Their clashing personalities and differing opinions about what’s expected from their respective offices during the auditing process have eroded relationships between the two agencies, said Giordano, who apologized to the outgoing auditor for the tension.
“The most frustrating thing for me was the breakdown in communication and that was the underpinning problem here,” Giordano said at the meeting. “I can’t pull any punches. I’m not saying it was his fault. I’m saying I’m sorry.”
Supervisor Lynda Hopkins said those fundamental differences were obvious from reading the annual report, published by Threet on Nov. 16.
The Sonoma County Sheriff’s Office issued a written response to the report. With new leaders expected to soon take control of each office, it was important that county leaders look for ways to avoid future conflicts and encourage increased collaboration between the two agencies, she said.
Giordano will step down as the county’s top cop at the end of the year, making way for incoming Sheriff Mark Essick. Threet will retire as the county’s first-ever independent auditor, a position created after the fatal shooting of 13-year-old Andy Lopez by a deputy in 2013, as soon as county leaders hire his replacement. Threet said health concerns prompted his decision to leave the auditor post.

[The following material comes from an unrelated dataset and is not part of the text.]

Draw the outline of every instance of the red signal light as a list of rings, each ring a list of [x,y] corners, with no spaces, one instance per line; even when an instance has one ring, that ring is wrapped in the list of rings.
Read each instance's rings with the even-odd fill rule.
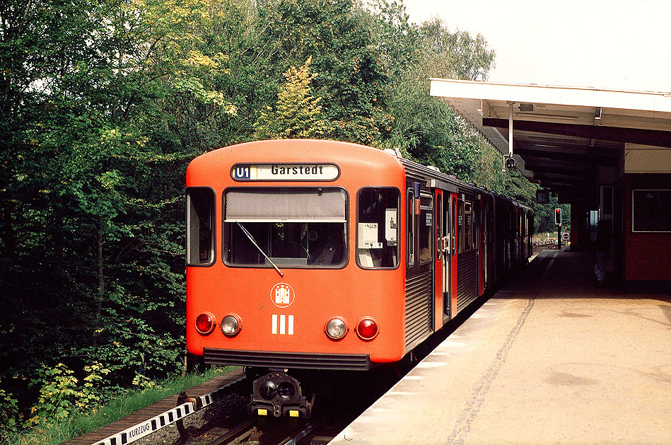
[[[204,335],[206,335],[214,330],[216,320],[214,316],[209,312],[204,312],[196,317],[196,330]]]
[[[378,335],[378,323],[369,317],[362,318],[356,325],[356,334],[361,340],[373,340]]]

“We really need to work on establishing clear priories for the office, clear standards for engagement in terms of what we expect, and have a conversation, hopefully with all of us … to really sit down and makes sure we don’t set the next office up to fail,” Hopkins said.
Among the biggest points of contention between Giordano and Threet was what each expected from the other’s office during the internal investigation and subsequent audit.
Threet argued that, in some cases, deputies weren’t casting a wide enough net when collecting evidence during alleged misconduct complaints, resulting in incomplete investigations. For example, he said, investigators failed to interview all witnesses and deputies accused of wrongdoing, or did not collect third-party evidence that could’ve been relevant in a case, such as phone records.
Giordano said internal affairs investigators aren’t expected to meet Threet’s standards, which more closely resemble that of a criminal case. Instead, investigators only need to review the most compelling evidence to make a finding. More extensive internal affairs investigations would require additional resources that the Sheriff’s Office does not have, Giordano said.
Threet asked for more money to hire additional staff, as well as greater access to the Sheriff’s Office files such as dispatch records and body-worn camera footage to more thoroughly complete his audits.